De tarde en tarde aparecen libros imprescindibles. La frase suena a lugar común, y más en una época en que el mercadeo de la cultura y el entretenimiento suele calificar de genio a cualquiera y abusa de los términos "mítico", "legendario", "clásico", "imperdible" y, por supuesto, "imprescindible". De todas maneras vale la pena resaltar la reedición de Vida y destino, de Vasili Grossman, un escritor soviético (ucraniano y miembro de la nación judía), condenado al ostracismo por el régimen de Nikita Jruchov cuando intentó publicar Vida y destino, monumental novela en la que mira con la honestidad del reportero la Segunda Guerra Mundial en el frente ruso, así como de la vida cotidiana de su país bajo el régimen de Stalin.

Cuando Alemania invadió la Unión Soviética en el verano de 1941, Grossman llegó al frente como corresponsal de guerra de Estrella Roja, el periódico del ejército.
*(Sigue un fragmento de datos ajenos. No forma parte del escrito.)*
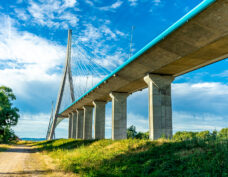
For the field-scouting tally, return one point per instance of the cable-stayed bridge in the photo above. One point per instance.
(198, 39)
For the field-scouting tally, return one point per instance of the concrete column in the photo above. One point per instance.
(160, 105)
(79, 129)
(70, 126)
(74, 124)
(87, 122)
(99, 119)
(119, 115)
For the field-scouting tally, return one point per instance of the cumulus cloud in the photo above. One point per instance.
(133, 2)
(113, 6)
(53, 13)
(26, 61)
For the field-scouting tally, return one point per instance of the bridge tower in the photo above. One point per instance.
(67, 71)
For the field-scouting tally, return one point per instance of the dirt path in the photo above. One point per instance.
(22, 160)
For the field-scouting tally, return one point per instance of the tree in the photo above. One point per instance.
(8, 114)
Estuvo en la batalla de Stalingrado, y a finales de 1944 publicó un reportaje sobre el campo de la muerte de Treblinka, el primer documento periodístico escrito en cualquier idioma sobre un campo de exterminio nazi, que se utilizó como testimonio en los juicios de Nurenberg de 1946.

Al terminar la guerra, el régimen de Stalin recrudeció su persecución a los judíos y Grossman (como varios de los personajes de Vida y destino), vivió en carne propia las presiones que lo debilitaron y lo ponían a dudar, que lo obligaban a transigir. Sin embargo, una fuerza interior le decía que debía escribir una novela donde dijera las cosas por su nombre. La concluyó hacia 1960, la época del deshielo del premier soviético Nikita Jruchov. Grossman pensaba que su novela sería publicada. Sin embargo, en febrero de 1961, tres agentes de la KGB entraron a su apartamento, confiscaron el original y las copias, e incluso las cintas de la máquina con la que la había escrito. Grossman, que murió en el ostracismo en 1964, había guardado dos copias que permitieron que esta novela se publicara en ruso por primera vez en Lausana, Suiza, en 1981.

Vida y destino ha sido comparada por varios críticos con Guerra y paz, de Tolstói. Para comenzar, tiene 1104 páginas. Es una novela épica, cargada de personajes, que permiten armar un fresco de la Unión Soviética durante el ataque alemán. Es una novela con muchos méritos. Además de contar con base en testimonios de primera mano episodios relacionados con la batalla de Stalingrado, los campos de concentración alemanes y de prisioneros, así como de la vida cotidiana en la URSS durante la guerra, el autor no juzga. A lo sumo reflexiona en algunos pasajes aislados que recuerdan el papel del coro en la tragedia griega. Por lo general despojados de adjetivos, jamás los reduce a arquetipos. Deja que sean ellos, con lo que dicen, piensan, suponen o callan, quienes planteen puntos de vista diversos y complejos.

Los soldados y agentes de seguridad alemanes, que suficiente daño hicieron en la URSS como para justificar que los muestren como monstruos, a los ojos de Grossman no son más que individuos arrastrados al infierno que les propuso Hitler, y que descubren, demasiado tarde, que detrás de las promesas de gloria y el supuesto genio militar del Führer se esconden su ignorancia y su terquedad.

Grossman denuncia los horrores de la dictadura de Stalin. Las purgas de 1937. De cómo un simple comentario en una reunión privada puede traer como consecuencia una condena a diez años de trabajos forzados en Siberia. De cómo la verdad de la burocracia del Partido Comunista y del Estado soviético prima sobre el desempeño, los talentos y competencias de militares o científicos ajenos a la maquinaria. Pero no es una lucha maniquea entre buenos y malos. Es a través de las dudas y debilidades de las mismas víctimas del poder del Estado como Grossman plasma su poder intimidador.

El telón de fondo de la invasión nazi y del terror estalinista sirven para desnudar, a través de varios de sus personajes, la debilidad del espíritu humano. Un drama universal que se vive en las dictaduras, las democracias, las comunas hippies. Un espíritu que pugna por ser libre y poder expresarse con sinceridad, pero casi siempre sucumbe ante la fuerza de lo colectivo, lo gregario, la manada. Ante el poder aterrador de algo tan mezquino, frívolo y aparentemente inofensivo como el "qué dirán".